In November, 1908, the Bismarck Daily Tribune reported: “At 10 o’clock Monday evening the case of the Russell-Miller Milling Company [and others] vs. E. F. Ladd, as food commissioner of North Dakota, was submitted to [District Judge Charles Pollock], after arguments covering 12 hours… [The plaintiffs] summed up, making a strong plea for their petition to throttle Commissioner Ladd in opposing the bleached flour process.”
“[The defendant held] that the bleaching process is a fraud in that the consuming public is not aware of what has been done to the flour and that it is injurious to the public health, the court was asked to place its official ban on the process.

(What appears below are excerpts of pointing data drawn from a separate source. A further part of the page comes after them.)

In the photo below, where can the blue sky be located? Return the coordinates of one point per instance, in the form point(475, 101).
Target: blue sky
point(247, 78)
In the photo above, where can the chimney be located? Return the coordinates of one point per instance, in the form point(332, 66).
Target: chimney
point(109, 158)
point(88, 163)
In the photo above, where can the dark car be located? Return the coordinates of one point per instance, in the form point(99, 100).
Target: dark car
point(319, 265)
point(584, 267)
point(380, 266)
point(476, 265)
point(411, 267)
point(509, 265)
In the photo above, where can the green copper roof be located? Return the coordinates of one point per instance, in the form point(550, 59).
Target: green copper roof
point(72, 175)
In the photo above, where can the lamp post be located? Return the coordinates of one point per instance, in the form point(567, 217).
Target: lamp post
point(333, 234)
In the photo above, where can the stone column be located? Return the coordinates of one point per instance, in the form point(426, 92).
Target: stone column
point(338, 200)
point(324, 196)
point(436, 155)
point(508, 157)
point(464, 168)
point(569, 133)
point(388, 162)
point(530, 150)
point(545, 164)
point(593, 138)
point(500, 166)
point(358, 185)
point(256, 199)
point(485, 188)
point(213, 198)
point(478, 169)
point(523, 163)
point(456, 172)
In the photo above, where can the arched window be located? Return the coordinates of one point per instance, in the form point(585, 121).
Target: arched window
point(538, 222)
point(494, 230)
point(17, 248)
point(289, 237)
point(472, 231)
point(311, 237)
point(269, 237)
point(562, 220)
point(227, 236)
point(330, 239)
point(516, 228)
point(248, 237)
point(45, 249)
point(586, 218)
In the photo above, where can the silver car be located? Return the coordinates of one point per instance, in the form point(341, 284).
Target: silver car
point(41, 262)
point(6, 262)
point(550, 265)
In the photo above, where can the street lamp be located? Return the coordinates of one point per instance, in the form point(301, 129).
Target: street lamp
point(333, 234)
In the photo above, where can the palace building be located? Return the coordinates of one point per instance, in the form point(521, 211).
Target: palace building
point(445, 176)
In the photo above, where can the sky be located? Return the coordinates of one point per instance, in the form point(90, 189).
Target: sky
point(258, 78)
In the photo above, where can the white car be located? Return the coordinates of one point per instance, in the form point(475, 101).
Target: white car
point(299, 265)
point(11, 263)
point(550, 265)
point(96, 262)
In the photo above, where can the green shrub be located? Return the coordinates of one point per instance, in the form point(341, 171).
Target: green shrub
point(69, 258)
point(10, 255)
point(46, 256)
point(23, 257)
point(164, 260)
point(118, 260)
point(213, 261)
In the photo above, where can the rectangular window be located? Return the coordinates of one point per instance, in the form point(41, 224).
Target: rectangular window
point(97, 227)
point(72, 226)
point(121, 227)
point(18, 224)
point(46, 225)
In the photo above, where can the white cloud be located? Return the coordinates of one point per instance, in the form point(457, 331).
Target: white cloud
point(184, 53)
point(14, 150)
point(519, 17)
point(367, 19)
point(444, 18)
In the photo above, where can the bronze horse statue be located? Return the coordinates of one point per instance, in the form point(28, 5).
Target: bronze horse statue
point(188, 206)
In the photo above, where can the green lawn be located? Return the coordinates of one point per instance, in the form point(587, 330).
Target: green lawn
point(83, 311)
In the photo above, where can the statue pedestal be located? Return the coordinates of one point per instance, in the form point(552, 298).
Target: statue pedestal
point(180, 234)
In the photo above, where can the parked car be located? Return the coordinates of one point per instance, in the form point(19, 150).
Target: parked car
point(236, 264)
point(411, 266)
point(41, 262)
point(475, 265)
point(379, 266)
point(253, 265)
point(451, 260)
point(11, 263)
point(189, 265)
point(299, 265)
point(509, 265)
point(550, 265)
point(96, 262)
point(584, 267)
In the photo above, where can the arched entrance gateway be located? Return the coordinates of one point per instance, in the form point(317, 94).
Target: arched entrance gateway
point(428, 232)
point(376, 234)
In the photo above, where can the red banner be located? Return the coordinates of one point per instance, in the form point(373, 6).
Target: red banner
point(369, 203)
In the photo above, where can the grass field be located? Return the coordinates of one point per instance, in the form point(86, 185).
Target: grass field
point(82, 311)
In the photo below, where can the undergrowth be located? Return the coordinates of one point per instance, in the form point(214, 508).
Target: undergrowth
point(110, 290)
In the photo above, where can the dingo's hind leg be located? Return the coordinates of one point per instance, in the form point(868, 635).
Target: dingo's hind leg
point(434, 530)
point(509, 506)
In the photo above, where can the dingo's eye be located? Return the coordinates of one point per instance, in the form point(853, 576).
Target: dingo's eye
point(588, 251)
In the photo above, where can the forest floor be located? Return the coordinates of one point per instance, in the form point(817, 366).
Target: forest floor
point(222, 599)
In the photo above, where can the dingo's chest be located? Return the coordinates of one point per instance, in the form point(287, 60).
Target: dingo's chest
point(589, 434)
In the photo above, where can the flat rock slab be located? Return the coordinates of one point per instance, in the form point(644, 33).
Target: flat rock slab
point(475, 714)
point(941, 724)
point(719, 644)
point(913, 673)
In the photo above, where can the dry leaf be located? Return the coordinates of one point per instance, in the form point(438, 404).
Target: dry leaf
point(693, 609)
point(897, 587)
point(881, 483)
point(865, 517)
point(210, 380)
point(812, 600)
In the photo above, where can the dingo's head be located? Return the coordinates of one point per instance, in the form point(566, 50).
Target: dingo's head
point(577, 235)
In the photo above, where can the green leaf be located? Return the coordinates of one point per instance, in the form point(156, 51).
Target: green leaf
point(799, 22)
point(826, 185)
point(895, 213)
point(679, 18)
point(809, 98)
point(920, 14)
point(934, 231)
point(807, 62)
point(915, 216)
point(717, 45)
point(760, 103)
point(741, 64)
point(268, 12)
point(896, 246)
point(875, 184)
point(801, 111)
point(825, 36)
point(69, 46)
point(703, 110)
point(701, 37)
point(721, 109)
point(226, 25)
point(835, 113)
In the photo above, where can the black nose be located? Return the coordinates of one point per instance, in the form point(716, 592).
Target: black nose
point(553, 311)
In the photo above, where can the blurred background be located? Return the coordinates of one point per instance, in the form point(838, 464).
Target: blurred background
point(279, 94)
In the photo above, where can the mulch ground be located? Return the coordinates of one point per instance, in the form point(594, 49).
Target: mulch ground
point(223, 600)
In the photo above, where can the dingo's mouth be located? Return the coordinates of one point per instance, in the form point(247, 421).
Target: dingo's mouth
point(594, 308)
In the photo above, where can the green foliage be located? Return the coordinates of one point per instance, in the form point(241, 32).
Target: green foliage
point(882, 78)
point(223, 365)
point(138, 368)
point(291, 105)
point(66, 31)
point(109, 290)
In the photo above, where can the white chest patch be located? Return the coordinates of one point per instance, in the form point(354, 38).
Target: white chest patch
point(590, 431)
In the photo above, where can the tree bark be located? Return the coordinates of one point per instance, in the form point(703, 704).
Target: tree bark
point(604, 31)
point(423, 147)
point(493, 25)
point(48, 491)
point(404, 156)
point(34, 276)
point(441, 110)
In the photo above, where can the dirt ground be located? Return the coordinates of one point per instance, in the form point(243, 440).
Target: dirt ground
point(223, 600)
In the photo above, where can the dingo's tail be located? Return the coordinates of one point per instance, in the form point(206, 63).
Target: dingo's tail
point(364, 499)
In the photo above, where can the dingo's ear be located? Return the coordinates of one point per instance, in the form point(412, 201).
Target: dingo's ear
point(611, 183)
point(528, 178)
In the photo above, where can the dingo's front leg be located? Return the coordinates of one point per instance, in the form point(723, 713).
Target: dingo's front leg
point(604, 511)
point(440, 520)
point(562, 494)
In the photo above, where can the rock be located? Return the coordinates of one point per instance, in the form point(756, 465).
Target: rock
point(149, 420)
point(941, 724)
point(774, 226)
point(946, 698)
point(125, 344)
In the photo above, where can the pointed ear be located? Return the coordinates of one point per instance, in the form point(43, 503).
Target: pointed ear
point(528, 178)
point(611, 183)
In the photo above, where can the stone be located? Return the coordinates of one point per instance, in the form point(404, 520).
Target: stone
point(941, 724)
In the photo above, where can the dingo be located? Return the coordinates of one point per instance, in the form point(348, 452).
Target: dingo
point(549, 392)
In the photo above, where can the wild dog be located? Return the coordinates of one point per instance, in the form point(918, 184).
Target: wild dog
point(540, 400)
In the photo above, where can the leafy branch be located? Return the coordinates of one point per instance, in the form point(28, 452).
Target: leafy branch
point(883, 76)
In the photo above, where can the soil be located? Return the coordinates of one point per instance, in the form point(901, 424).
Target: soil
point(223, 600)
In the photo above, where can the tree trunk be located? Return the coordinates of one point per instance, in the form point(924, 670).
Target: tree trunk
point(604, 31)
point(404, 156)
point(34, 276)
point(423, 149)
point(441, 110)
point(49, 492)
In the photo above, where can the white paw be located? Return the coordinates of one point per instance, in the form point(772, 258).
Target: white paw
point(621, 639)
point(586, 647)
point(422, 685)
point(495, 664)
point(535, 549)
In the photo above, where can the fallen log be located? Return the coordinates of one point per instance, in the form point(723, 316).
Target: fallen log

“The outcome of this action will decide the fate of the Alsop process for bleaching” the story read. “At the present time there is not a mill in the country that is without one of these devices, and it is the Alsop people who are fighting for their existence.”
The story also revealed the millers were paying their expert witnesses from between $50 a day to a lump sum of $1,000 to testify for them. On Ladd’s side, however, no witnesses were paid.
The article stated: “…the testimony of Professor E. F. Ladd was by far the most striking, impressive and sensational in the case. The results he has accomplished in his experiments has not been approached by the experts on the opposing side… Arrayed as he is against the millers of the entire country, it is conceded that he has put up a good fight.”
To understand why the case was so dramatic, we remember the American homemaker of the day. White bread was still relatively new. As a paper from Fort Wayne, IN, put it, “…the market will hardly buy anything but “bleached” flour because the housewife will have nothing else.”
But, Professor Ladd warned, live animals exposed to the nitrites in bleached flour died sudden and violent deaths. On November 7, 1908, a story from the Fargo Forum read, “That an alcohol made from bleached flour contains a poison that was strong enough to kill rabbits, and did kill a number of them that were used in a series of experiments, was the startling testimony that was given by [Professor Ladd today]. On the other hand, that it was not the alcohol that killed, but was a poison left in the flour by the bleaching process, was also proved by the professor…
“Professor Ladd did not make these experiments himself,” the story read, “as he did not want it said that he had mixed up some sort of dope…”
Indeed, the experiments were carried out by two professors from the NDAC – a Professor Smith and Dr. Van Es, who did post mortem exams. Their test results showed rabbits injected with the alcohol from bleached flour quickly collapsed or went into convulsions. Five of the six subjects died within hours – the sixth was given a second dose the next day and died within 15 minutes. On the other hand, three rabbits injected with alcohol from non-bleached flour had no trouble.
Meanwhile, the brouhaha was also taking place before the Dept of Agriculture in Washington. On December 10th, Secretary Wilson sustained Professor Ladd’s findings that “flour beached with nitrogen peroxide is an adulterated product under the law and it cannot legally be sold…”
Bismarck Daily Tribune. Nov 6, 7, 13; Dec 10, 1908.
Fargo Forum. Nov 7, 1908.
Fort Wayne Journal-Gazette. Nov 20, 1908.